Chernobyl - Pripyat, Ukraine
(All photos on this page by Julia Hedlund)
The Chernobyl reactor explosion and meltdown in 1986 was the worst nuclear power accident in history. 41 workers died in the explosion or from radiation poisoning within a few months of the accident. Many thousands more have died since due to radiation induced cancers. Radioactive fallout from the accident has made a large section of Ukraine and Belarus uninhabitable. Some areas near the reactor will be uninhabitable for thousands of years due to high levels of radiation.
After the accident some 336,000 people were evacuated from the area around the power plant in both Ukraine and Belarus. The towns of Pripyat (population 49,360 in 1986) and Chernobyl (population 14,000 in 1986) were entirely and permanently evacuated. Hundreds of smaller villages and farms in the agricultural area around the plant were also evacuated. Residents have since returned to some of the evacuated areas in Belarus and Ukraine. An area of about a 1,000 square miles closest to the plant has been designated the Chernobyl Exclusion Zone and requires Ukrainian government permission for entry.
In the years immediately following the accident some 600,000 people were employed in the clean-up operation. Many of those people were only able to work for minutes before receiving or exceeding lifetime safe levels of radiation exposure. After the Soviet Union collapsed, responsibility for the clean up shifted to the newly independent nations of Ukraine and Belarus. In Belarus' first year as a nation (1991) 21% of the national budget was spent on Chernobyl related expenses. From 2003 to 2005, 5%-7% of the national budget of Ukraine was spent on Chernobyl related expenses. Work continues at the site with thousands of people currently employed in the continuing clean-up operation.
The Chernobyl Exclusion Zone was first opened to tourists in 2002 and since then, a small but growing tourism industry has developed around Chernobyl nuclear disaster tours. Over a dozen companies now offer group and individual tours of the exclusion zone. Most tours leave from Kiev and cost $150-$300 per person in 2014. My sister and brother-in-law had a chance to take an afternoon tour in spring of 2014. All of the pictures on these pages were taken by my sister during that visit.
Access to the exclusion zone is not permitted without government permission which means one must go through one of the recognized tour companies. There is list of tour companies on the wiki travel site here. Permission for individuals needs to be arranged in advance so booking a tour in advance is recommended. It is possible to book last minute tours but this involves extra expense. Vans or small busses pick tourists up at pre-arranged locations in Kiev in the morning. The trip to the exclusion zone takes about two hours during which passengers are shown an informational video (depending on the tour company). All vehicles entering the exclusion zone pass through a security check point where passenger documents are examined and a government employed tour guide boards the tour vehicle. The tour guide/minder assigned to my sister's group spoke English.

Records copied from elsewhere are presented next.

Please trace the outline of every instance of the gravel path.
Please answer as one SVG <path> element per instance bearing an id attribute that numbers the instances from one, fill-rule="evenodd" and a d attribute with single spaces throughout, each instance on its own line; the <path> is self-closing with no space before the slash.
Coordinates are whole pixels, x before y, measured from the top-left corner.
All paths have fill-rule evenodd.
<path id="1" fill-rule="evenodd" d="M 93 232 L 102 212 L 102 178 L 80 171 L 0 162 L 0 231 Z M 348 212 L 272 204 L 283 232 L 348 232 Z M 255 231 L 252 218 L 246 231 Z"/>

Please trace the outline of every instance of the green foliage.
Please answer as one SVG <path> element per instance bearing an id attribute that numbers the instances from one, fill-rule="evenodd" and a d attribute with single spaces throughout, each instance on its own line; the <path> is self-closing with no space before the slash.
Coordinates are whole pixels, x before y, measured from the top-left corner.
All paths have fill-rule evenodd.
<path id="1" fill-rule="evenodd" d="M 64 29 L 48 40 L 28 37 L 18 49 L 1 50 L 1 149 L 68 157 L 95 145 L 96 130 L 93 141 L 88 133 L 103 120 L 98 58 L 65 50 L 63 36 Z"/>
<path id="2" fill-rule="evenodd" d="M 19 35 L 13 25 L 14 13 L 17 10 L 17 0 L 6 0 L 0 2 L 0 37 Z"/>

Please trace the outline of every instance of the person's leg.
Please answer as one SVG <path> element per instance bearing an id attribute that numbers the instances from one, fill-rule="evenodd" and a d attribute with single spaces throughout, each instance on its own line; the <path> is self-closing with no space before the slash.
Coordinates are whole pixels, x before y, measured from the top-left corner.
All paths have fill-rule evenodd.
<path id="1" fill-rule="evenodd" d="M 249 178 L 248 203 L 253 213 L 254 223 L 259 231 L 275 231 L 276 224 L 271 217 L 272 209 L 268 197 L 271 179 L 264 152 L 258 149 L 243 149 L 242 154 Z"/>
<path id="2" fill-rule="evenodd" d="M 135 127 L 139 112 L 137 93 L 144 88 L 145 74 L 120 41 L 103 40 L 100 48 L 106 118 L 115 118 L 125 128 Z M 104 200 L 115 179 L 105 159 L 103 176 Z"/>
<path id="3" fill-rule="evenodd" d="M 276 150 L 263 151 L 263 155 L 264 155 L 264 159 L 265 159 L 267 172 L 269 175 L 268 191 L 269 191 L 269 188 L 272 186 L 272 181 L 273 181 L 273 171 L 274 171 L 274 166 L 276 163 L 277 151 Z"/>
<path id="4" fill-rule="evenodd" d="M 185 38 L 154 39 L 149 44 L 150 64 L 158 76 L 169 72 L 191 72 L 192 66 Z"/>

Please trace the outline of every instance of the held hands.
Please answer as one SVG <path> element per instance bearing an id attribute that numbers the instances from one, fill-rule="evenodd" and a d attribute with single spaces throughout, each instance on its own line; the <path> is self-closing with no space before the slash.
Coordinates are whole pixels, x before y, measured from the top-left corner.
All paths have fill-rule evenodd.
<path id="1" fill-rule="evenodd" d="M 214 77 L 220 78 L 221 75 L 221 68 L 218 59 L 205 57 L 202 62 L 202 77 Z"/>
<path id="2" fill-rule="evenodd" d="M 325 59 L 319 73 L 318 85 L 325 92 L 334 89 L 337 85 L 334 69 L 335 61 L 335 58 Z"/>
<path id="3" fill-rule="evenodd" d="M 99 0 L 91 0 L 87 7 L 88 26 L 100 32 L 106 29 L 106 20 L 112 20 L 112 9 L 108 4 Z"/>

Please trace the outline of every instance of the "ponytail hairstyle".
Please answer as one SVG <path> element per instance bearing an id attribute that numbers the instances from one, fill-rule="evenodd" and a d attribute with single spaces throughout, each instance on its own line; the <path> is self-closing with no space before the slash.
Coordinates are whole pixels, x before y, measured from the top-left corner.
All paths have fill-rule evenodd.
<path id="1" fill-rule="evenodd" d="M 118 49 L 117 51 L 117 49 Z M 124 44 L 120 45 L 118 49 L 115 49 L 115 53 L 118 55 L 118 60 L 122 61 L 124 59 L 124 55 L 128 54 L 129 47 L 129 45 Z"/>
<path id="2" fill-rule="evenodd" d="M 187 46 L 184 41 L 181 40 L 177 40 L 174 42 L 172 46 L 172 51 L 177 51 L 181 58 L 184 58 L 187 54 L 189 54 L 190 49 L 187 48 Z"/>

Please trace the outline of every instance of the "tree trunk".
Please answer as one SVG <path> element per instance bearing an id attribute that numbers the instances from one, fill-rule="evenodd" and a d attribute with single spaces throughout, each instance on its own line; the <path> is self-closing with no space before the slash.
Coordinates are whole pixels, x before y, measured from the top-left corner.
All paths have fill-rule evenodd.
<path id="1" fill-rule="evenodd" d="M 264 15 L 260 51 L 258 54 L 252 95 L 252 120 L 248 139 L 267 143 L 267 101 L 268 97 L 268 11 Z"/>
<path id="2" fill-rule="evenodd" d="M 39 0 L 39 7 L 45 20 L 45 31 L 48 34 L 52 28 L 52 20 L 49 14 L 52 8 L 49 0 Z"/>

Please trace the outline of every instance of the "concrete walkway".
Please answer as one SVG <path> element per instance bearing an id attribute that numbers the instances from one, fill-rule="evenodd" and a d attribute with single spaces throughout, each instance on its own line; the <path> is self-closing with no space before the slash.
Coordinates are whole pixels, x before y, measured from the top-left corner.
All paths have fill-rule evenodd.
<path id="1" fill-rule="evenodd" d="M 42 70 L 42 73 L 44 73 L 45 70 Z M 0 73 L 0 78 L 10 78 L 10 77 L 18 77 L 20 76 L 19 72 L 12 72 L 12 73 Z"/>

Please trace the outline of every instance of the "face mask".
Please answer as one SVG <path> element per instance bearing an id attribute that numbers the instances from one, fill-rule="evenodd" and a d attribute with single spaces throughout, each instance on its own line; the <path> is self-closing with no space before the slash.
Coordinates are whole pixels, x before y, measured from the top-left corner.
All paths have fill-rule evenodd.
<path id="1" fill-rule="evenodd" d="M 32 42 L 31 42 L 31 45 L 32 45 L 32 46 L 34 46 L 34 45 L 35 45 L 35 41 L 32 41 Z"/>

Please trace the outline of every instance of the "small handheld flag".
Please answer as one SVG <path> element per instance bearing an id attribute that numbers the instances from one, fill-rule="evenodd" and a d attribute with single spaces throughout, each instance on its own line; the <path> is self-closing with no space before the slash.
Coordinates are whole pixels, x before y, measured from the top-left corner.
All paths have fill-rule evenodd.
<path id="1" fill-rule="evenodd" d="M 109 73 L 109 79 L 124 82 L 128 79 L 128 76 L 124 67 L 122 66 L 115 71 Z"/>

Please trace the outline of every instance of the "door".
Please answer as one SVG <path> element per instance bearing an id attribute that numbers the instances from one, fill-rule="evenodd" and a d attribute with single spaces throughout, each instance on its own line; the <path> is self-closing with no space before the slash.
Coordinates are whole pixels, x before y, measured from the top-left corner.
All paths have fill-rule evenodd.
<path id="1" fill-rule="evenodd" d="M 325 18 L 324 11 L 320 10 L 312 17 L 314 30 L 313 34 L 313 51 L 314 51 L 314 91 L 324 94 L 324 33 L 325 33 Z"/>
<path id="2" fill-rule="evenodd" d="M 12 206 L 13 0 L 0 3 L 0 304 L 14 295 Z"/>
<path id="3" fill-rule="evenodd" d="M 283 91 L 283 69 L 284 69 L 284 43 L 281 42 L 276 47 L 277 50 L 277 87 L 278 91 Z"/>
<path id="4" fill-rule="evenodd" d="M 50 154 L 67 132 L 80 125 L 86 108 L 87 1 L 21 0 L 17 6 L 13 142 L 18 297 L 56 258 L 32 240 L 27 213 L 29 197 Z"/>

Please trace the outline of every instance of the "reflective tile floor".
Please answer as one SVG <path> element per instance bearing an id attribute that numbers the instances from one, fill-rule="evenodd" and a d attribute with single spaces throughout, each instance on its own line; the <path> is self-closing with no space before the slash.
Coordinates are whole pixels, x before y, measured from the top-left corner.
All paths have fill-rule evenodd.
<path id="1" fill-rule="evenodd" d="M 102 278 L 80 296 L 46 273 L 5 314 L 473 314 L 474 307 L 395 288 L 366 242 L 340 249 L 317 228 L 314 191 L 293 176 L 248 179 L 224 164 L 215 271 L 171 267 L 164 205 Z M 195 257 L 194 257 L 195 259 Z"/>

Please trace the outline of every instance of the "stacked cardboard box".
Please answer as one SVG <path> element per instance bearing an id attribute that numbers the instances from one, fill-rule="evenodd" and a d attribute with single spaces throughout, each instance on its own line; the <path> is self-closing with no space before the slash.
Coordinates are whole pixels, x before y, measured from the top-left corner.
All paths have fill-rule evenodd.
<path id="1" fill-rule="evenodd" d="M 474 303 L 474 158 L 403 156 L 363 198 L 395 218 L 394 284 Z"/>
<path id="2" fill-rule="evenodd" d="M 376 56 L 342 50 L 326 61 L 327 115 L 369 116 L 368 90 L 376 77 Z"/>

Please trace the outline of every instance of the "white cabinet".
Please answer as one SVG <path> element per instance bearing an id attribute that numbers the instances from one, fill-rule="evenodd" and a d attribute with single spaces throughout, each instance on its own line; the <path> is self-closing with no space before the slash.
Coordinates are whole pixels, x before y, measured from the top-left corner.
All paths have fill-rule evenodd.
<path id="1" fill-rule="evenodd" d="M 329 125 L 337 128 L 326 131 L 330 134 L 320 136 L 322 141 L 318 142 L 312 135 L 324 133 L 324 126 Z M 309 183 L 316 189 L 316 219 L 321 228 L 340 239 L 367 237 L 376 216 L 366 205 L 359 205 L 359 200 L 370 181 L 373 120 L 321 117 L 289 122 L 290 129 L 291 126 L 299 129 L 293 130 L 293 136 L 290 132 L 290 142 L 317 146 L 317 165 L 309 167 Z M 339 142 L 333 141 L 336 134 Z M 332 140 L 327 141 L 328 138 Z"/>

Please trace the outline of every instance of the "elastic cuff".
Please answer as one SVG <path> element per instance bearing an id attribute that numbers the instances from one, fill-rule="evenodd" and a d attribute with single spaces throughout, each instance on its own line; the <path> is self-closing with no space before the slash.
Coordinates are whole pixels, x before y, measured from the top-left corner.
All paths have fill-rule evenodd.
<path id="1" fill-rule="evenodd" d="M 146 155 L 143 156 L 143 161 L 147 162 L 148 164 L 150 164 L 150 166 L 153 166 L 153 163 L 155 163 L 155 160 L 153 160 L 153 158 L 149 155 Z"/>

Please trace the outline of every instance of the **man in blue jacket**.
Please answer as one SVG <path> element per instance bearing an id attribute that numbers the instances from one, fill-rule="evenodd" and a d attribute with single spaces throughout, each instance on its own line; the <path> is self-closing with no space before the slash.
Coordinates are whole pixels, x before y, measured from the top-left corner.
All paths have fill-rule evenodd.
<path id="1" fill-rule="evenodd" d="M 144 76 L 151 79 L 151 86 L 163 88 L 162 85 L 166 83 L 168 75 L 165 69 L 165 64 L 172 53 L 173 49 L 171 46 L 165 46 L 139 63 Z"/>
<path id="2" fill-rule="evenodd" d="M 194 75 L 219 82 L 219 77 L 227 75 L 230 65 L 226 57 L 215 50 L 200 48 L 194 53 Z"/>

The tour of the zone my sister was on lasted approximately 4 hours. They visited the reactor site where a new sarcophagus is being constructed to help contain radioactive material. They visited the ruins of Pripyat and a few memorials. Lunch was provided in a building in the (probably) former town of Chernobyl where many administrative functions are now housed. During the tour they encountered a few other tours and individuals with guides. While on the tour they were allowed to wander freely. The use of a Geiger counter was offered for an additional $50. When they left the exclusion zone they were check for radiation.
In spite of the recent political upheaval in Ukraine and the conflict in the eastern part of the country, travel in western Ukraine is still perfectly safe. Kiev is apparently a wonderful city to visit and the exchange rate has recently been very favorable for international visitors.